Zynga and Facebook on Thursday updated their relationship status. They’re moving away from their co-dependency, and also from exclusivity — mostly on Zynga’s part. The San Francisco company makes social games that are mostly played on Facebook, and the social network relies on revenue (12 percent of its total revenue last year) from the paying customers of those games.

The Merc’s Peter Delevett points out that both companies had in recent months taken steps to reduce their reliance on each other, so the latest move is no big surprise. And analysts such as Michael Pachter of Wedbush Securities don’t necessarily see it as bad for Zynga: “Zynga now has an incentive to expand the reach of its most popular social games beyond Facebook and Zynga.com and be able to offer additional payment options, likely resulting in additional payers who are not Facebook users,” he said, according to the Wall Street Journal.

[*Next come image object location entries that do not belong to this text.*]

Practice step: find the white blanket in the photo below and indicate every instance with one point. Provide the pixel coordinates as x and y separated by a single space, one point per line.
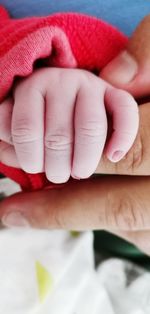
52 272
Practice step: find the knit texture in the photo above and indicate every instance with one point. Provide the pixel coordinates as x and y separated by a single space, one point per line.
64 40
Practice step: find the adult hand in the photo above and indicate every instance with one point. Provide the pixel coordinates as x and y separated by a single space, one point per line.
116 203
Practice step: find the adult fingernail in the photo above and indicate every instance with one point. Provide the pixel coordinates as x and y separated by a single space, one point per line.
122 69
118 155
15 219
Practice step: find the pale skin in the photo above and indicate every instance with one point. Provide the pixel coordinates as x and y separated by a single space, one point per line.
118 204
57 124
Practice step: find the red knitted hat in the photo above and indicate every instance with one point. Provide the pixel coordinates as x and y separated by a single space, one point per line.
64 40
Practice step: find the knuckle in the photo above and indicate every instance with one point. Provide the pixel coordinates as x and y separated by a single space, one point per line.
92 130
57 142
23 133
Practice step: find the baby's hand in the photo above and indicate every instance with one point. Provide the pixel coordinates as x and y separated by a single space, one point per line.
57 123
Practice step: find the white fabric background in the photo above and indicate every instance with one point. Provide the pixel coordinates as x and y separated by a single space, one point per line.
72 285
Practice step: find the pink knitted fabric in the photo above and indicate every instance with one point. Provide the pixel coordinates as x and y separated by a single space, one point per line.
63 40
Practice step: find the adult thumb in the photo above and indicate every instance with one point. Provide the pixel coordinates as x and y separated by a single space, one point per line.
130 70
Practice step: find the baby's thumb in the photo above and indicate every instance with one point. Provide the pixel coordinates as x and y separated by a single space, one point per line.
130 70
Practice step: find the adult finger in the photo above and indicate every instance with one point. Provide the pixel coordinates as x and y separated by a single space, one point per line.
123 109
114 203
130 69
90 130
137 160
28 127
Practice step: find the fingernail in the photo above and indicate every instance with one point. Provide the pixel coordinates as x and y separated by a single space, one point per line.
118 155
75 177
122 69
15 219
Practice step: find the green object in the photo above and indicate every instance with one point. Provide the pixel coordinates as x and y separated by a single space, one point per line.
114 246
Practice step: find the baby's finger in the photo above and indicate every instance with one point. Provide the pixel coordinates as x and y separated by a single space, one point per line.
28 127
124 111
59 135
6 108
8 155
90 132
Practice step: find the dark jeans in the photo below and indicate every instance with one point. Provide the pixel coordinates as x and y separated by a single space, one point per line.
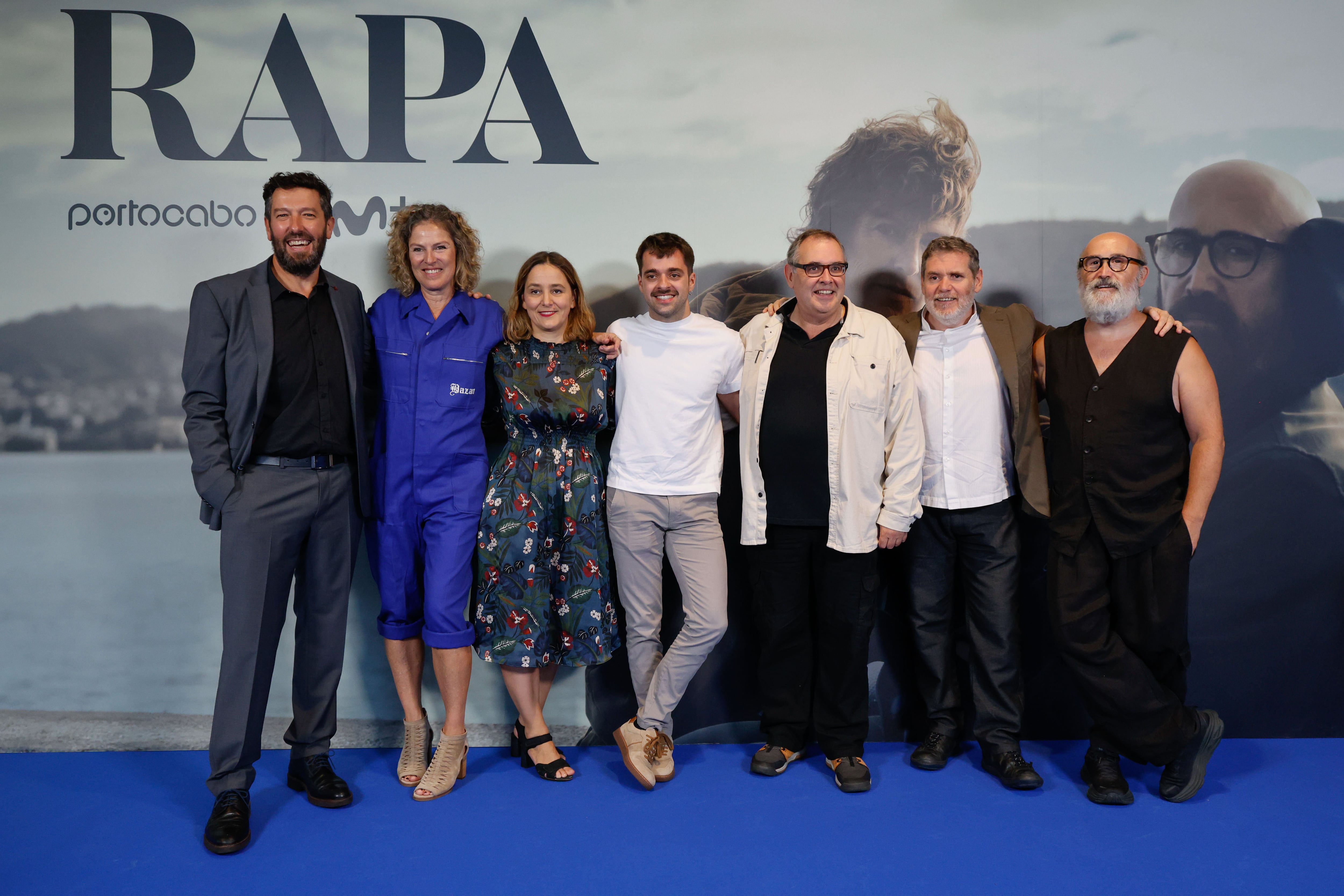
1121 625
982 546
815 611
281 527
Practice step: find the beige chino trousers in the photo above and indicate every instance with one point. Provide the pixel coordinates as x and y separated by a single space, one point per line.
686 529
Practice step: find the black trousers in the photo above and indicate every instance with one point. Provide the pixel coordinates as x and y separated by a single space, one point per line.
281 527
980 547
815 611
1121 627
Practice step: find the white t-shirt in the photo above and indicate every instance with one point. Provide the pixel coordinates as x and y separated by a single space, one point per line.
669 378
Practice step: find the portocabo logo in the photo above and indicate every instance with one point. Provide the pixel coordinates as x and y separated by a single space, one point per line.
214 214
174 54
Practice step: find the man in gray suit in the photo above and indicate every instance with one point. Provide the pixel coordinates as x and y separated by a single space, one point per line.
275 377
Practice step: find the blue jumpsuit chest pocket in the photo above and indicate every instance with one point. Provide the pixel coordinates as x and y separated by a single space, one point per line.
394 369
462 382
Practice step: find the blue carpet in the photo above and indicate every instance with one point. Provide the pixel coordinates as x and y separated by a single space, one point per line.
1269 820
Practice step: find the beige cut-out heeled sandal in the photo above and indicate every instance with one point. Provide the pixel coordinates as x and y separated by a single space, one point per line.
414 751
447 769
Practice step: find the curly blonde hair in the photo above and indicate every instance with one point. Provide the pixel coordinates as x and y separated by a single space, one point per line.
924 163
581 322
467 246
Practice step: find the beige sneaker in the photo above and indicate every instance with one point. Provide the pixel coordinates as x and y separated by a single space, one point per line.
662 759
636 746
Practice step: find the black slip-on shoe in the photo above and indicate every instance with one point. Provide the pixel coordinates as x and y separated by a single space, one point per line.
1011 770
1183 778
933 753
316 777
773 761
853 777
228 831
1107 785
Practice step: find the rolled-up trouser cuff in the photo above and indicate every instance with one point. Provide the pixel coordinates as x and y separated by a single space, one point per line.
449 640
401 631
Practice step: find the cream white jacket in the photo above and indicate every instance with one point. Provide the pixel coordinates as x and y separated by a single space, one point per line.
875 438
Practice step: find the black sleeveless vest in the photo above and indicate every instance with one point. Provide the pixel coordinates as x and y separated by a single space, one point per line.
1119 449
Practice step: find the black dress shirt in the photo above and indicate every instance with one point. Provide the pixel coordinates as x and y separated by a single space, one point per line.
793 429
308 408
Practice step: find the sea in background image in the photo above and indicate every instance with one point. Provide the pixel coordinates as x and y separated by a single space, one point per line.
111 602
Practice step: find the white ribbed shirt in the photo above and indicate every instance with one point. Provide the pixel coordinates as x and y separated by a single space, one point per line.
966 409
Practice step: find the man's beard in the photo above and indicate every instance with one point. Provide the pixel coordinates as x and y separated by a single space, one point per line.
299 266
1109 311
955 316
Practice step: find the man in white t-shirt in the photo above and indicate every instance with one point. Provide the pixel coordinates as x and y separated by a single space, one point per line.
675 370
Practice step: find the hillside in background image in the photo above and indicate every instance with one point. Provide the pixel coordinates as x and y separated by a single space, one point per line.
104 378
109 378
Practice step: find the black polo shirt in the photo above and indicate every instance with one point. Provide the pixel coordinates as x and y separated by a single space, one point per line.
793 429
307 409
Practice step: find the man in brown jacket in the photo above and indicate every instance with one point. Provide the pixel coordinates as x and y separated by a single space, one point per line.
984 456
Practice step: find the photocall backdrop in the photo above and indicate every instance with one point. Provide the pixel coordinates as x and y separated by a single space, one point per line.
135 144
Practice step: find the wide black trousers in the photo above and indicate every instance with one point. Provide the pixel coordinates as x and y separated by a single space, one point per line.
980 547
815 611
1121 627
281 527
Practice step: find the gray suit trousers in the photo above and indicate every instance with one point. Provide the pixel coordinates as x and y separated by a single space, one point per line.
281 527
687 527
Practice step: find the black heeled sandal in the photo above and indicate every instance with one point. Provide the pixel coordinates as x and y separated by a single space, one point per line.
548 770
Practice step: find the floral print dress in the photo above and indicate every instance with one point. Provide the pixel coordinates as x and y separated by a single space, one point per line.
542 592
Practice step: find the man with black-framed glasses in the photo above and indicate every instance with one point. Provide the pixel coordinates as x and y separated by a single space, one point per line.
1136 445
832 452
1250 264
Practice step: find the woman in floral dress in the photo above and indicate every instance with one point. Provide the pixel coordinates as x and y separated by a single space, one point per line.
542 592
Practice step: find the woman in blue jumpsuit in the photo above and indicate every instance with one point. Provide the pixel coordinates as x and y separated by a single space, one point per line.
429 469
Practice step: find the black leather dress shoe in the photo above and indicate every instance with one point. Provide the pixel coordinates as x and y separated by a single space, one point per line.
228 831
1183 778
316 776
933 753
1013 770
853 777
1107 785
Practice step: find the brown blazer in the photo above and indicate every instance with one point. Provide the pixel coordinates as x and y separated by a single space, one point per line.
1013 331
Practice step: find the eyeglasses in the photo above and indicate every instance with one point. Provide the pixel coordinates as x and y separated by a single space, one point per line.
815 270
1232 253
1092 264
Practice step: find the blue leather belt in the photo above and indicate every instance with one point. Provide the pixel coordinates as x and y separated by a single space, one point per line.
316 463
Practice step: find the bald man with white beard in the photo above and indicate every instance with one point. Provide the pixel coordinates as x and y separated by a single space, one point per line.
1249 264
1135 449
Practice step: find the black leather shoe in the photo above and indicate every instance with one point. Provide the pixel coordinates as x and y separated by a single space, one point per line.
772 761
1013 770
933 753
1183 778
316 776
228 831
1107 785
853 777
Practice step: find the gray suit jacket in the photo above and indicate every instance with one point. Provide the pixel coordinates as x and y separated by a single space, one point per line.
1013 331
226 371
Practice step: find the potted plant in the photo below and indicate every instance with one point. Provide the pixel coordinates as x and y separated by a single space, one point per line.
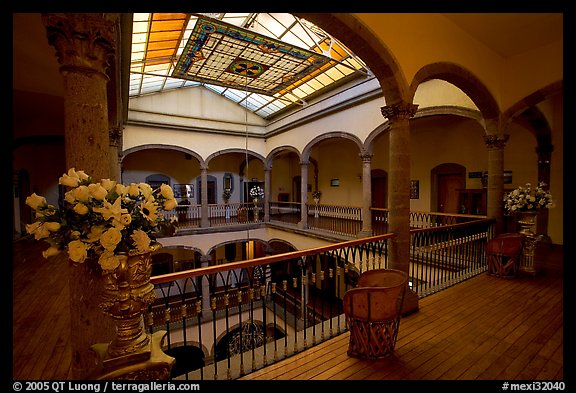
316 196
114 227
526 202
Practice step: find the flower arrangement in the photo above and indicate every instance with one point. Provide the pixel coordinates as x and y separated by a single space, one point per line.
526 198
256 192
105 219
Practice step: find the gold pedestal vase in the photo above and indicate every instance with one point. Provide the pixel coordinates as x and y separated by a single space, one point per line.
527 220
127 293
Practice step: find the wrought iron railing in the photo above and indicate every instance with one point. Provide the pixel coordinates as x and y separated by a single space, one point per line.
241 316
284 303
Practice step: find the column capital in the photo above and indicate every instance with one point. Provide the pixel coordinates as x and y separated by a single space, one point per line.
400 111
84 42
496 141
115 134
366 157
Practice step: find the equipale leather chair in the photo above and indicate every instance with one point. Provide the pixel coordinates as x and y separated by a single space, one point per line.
372 310
504 253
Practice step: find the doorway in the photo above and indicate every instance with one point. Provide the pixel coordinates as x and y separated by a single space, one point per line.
379 184
447 179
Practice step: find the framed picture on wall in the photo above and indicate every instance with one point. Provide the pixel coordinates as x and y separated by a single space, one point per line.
183 190
414 189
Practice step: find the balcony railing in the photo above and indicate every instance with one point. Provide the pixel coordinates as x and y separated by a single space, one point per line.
227 320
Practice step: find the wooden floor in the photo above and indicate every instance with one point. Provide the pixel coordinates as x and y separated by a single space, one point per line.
485 328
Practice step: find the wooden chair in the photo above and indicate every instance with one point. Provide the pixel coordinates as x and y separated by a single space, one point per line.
504 253
372 310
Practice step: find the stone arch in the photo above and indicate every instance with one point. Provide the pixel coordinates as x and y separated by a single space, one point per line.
251 154
305 157
184 150
279 150
368 146
464 80
354 34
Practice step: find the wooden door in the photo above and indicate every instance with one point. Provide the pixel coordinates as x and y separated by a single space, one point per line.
379 191
448 184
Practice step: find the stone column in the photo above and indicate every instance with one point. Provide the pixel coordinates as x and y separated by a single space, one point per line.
399 196
366 195
267 173
85 44
205 261
115 135
303 195
495 196
205 222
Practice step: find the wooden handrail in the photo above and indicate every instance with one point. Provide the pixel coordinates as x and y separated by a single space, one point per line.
264 260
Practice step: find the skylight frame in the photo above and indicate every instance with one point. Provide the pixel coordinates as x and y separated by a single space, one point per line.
155 75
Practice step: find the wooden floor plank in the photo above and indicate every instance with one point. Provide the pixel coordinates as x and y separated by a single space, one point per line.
483 328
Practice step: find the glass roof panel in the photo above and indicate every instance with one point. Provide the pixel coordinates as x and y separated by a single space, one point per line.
275 59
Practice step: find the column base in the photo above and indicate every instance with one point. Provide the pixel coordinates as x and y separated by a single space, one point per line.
410 304
150 363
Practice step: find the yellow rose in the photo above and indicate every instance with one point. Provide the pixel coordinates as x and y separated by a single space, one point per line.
41 232
170 204
82 176
166 191
133 190
35 201
52 226
71 179
81 193
81 209
108 184
120 189
69 197
97 191
146 190
141 240
77 251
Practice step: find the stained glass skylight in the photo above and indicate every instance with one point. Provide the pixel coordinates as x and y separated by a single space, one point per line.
264 62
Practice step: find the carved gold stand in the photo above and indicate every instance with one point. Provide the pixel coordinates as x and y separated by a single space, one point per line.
149 363
527 220
132 354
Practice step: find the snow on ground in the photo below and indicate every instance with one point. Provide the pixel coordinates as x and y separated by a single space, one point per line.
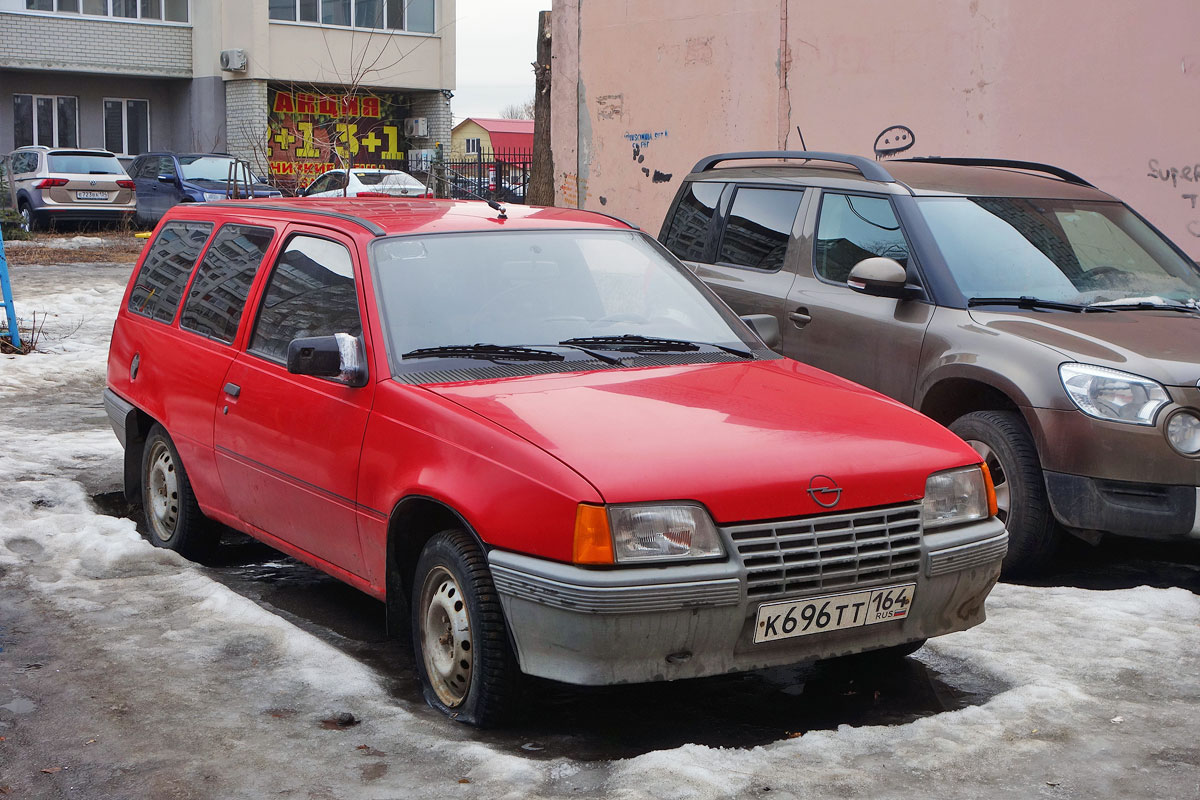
1102 698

However, one of the terms that has changed is that Facebook could, if it wants, develop its own games — potentially becoming a Zynga competitor. The Menlo Park company reportedly says it has no plans to make its own games at this point.

Still, Zynga is seeing a sell-off of its shares today. They were down about 6.5 percent to $2.45 as of this post. The all-time closing low of shares of Zynga, which went public about a year ago, is $2.10, which it reached in October.